Accommodation

Small town Canadian Exchange

Harriet L., Bachelor of Business/Exercise and Movement Science
Dalhousie University, Canada (Semester 1, 2018)

My semester exchange at Dalhousie University was nothing short of life-changing. I met some amazing people, saw some incredible things and had some unforgettable experiences. That’s not to say exchange was all smooth sailing, however.

My first week in Halifax was probably the loneliest of my life. I knew absolutely nobody, my roommate had gone home for a few weeks before class started and orientation didn’t start for another week from when I touched down. Once orientation started, however, I quickly found a group of people who I became fast friends with and who I stayed friends with until the conclusion of the exchange. Ironically our group comprised of 4 Aussies, 5 Brits and a token German (just so we didn’t seem too uncultured). On the second day of orientation we won the international trivia competition (the first thing I’ve ever won in my life) which got us a bunch of free Dalhousie gear including hoodies and caps! From here our friendship was formed and together we planned many trips away to visit various areas of Nova Scotia and Canada. Our first of which was for my birthday – we decided to rent a lake house about an hour’s drive from Halifax and spend a weekend there. It was absolutely beautiful – particularly in autumn as the leaves were changing colour! A recommendation for anybody wanting to rent a car – Hertz rents to anybody over 20 and their rates weren’t too expensive. Between the 10 of us it ended up being about $20 each for the whole weekend hire! Throughout the semester, we also took trips to a pumpkin picking farm (a specialty for Thanksgiving), Prince Edward Island and Montreal.

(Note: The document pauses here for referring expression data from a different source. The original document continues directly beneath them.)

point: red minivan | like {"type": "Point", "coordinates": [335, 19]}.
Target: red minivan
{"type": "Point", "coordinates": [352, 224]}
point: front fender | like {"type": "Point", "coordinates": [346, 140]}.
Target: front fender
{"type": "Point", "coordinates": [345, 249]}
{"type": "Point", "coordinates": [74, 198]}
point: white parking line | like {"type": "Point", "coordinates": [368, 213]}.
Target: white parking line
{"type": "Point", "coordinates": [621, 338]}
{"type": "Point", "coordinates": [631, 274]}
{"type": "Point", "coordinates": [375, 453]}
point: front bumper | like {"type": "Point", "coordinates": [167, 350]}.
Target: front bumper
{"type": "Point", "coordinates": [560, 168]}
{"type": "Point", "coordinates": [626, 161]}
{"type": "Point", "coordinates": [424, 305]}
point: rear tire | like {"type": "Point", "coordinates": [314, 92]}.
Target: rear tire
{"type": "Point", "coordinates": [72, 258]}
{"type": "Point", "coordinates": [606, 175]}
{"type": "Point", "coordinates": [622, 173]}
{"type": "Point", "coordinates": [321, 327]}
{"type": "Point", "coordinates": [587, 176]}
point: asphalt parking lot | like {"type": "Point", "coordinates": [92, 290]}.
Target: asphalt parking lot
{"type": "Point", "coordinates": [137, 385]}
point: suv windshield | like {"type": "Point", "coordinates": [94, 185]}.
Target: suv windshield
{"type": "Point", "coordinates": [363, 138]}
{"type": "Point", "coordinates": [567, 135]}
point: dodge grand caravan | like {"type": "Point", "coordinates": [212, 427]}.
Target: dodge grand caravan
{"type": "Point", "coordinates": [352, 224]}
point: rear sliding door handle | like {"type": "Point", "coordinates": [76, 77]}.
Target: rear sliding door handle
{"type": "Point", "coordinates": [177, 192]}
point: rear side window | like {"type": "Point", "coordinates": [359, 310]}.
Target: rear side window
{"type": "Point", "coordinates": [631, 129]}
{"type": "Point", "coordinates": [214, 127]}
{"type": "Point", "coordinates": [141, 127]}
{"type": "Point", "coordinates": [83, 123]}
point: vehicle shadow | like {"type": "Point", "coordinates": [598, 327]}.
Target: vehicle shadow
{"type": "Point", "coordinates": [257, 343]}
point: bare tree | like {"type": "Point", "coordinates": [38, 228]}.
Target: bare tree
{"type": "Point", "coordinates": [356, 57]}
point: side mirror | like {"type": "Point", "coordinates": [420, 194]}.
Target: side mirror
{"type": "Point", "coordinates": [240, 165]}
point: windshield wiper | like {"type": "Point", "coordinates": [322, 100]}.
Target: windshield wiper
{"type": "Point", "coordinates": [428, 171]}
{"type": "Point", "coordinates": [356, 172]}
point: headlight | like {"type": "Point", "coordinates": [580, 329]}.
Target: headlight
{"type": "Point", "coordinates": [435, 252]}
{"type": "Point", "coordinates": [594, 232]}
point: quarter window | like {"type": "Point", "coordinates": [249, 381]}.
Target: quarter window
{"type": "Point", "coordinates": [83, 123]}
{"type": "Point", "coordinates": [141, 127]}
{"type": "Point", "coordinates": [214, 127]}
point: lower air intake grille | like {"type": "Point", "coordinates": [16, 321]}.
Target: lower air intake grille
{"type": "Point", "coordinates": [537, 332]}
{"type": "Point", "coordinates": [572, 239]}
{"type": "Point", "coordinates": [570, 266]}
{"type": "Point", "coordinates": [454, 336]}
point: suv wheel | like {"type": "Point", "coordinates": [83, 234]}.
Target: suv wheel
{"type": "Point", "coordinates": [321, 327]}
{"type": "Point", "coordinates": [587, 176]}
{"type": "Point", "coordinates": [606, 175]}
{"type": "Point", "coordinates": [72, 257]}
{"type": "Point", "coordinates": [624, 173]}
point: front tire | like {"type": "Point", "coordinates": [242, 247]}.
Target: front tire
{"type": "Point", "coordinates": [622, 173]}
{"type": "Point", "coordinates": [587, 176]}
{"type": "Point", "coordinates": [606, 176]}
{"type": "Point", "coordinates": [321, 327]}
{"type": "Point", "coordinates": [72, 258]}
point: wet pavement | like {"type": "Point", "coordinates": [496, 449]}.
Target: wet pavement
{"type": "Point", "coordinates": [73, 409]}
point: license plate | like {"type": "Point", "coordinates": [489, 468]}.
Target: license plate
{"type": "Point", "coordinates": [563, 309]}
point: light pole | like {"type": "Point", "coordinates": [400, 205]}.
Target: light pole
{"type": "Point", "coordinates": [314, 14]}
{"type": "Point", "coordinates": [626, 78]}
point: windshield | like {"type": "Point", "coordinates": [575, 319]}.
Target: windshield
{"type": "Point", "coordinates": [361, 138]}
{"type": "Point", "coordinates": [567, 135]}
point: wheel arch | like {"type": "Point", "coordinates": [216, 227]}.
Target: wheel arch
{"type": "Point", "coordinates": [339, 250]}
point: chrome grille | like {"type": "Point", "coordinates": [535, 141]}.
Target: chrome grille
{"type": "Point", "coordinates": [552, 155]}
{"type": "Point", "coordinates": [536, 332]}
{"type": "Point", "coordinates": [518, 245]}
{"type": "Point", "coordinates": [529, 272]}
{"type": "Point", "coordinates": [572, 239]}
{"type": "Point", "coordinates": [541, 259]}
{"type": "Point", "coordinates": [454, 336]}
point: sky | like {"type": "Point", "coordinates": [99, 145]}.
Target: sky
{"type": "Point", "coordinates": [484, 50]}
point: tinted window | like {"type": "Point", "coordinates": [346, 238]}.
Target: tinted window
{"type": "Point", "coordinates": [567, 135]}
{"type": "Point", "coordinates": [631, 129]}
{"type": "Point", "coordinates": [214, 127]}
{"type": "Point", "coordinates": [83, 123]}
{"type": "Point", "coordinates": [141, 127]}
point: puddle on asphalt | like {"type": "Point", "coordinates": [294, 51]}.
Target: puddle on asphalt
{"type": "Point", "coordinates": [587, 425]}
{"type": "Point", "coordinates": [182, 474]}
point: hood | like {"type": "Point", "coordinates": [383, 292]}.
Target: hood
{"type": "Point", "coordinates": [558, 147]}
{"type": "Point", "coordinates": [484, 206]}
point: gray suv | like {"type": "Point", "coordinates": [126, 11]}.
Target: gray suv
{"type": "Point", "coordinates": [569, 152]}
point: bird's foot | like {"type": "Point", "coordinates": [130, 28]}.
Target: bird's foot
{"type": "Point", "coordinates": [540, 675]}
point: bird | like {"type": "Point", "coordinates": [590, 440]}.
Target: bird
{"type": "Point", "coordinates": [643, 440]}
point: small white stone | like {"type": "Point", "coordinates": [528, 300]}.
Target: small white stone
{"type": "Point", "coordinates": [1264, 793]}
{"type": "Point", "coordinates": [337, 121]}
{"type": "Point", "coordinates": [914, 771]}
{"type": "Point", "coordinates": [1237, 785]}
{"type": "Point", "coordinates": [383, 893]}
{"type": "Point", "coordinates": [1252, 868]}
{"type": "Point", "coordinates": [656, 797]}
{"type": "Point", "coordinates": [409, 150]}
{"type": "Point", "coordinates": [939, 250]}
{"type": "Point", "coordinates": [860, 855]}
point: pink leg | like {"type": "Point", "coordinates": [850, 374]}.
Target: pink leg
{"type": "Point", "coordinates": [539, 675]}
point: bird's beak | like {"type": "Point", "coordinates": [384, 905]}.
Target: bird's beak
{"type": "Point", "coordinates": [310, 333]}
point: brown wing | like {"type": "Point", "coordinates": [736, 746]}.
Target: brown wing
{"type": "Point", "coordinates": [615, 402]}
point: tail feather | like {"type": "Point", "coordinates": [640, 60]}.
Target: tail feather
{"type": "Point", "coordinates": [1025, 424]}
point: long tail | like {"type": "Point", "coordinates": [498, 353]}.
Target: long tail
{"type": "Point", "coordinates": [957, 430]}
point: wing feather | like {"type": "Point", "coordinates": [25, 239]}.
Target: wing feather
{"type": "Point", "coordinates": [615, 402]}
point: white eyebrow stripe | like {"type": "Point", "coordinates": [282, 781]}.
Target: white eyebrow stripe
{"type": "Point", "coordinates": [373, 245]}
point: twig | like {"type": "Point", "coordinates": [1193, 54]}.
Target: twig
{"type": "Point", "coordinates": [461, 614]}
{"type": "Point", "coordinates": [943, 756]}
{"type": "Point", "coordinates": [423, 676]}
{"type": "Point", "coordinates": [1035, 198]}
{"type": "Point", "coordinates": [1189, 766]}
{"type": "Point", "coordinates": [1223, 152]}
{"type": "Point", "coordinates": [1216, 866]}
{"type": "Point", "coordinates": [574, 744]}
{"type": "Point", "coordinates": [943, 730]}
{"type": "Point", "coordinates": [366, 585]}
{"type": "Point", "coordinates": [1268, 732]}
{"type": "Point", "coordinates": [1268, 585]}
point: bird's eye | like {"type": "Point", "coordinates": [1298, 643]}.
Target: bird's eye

Dalhousie itself was very welcoming – the orientation activities really helped facilitate friendships and get us acclimated to Halifax life. Throughout the semester the international centre also planned lots of activities for us including a trip to see the Mooseheads hockey team play (DO NOT EVER SAY ICE HOCKEY, Canadians will look at you like you’re crazy), build gingerbread houses and a handful of pizza parties. The class structure was a little different to QUT in that none of the resources were really posted online so if you missed a lecture you basically had no way to catch up unless you went to see the professor in person. Assessment wise I found it much easier than home – they tended to give ongoing assessment so everything was worth less but was less stressful and could be completed last minute if you forgot about it (not that I ever did this of course). It was also a nice reprieve being pass/fail because it meant I could enjoy my time without being too stressed about course work. I also got involved in a few different events and sports such as Lacrosse, Halloween and Thanksgiving which were really great Canadian experiences. There was also a university event called Homecoming in which everyone dressed up in their Dalhousie gear, hung out all day and then went to the men’s hockey game in the evening – it really made us feel like true Canadians!

Halifax is a very walkable city. My apartment was about a 10 minute walk from campus and, of my friends, I was actually the furthest from campus. The bus system is also pretty good for getting downtown or local hiking tracks. Students get a good deal too – you pay a lump sum at the start of semester which lets you ride the bus all year and if you leave before the year’s up then you get half back (as I did). The people are really nice and helpful, there’s a real sense of community and, being a small town of less than 500k, it has a really homely feel which I got used to quite quickly. Food in grocery stores is comparable to Brisbane but going out can be quite expensive. In Nova Scotia, the tax is 15% and then it’s also expected that you tip 15% so the price you see on the menu is never even close to what you end up having to pay!

My top tips for exchange would be to not worry about money too much – just say yes to every experience you possibly can, it’s a once in a lifetime thing for most people after all! Try to make friends with people who want the same things out of their exchange – for me it was a group who wanted to do spontaneous weekend trips and hikes. Most of all, if you are having a tough time remember that there’s likely someone on exchange feeling the exact same way so just get out there and talk to people!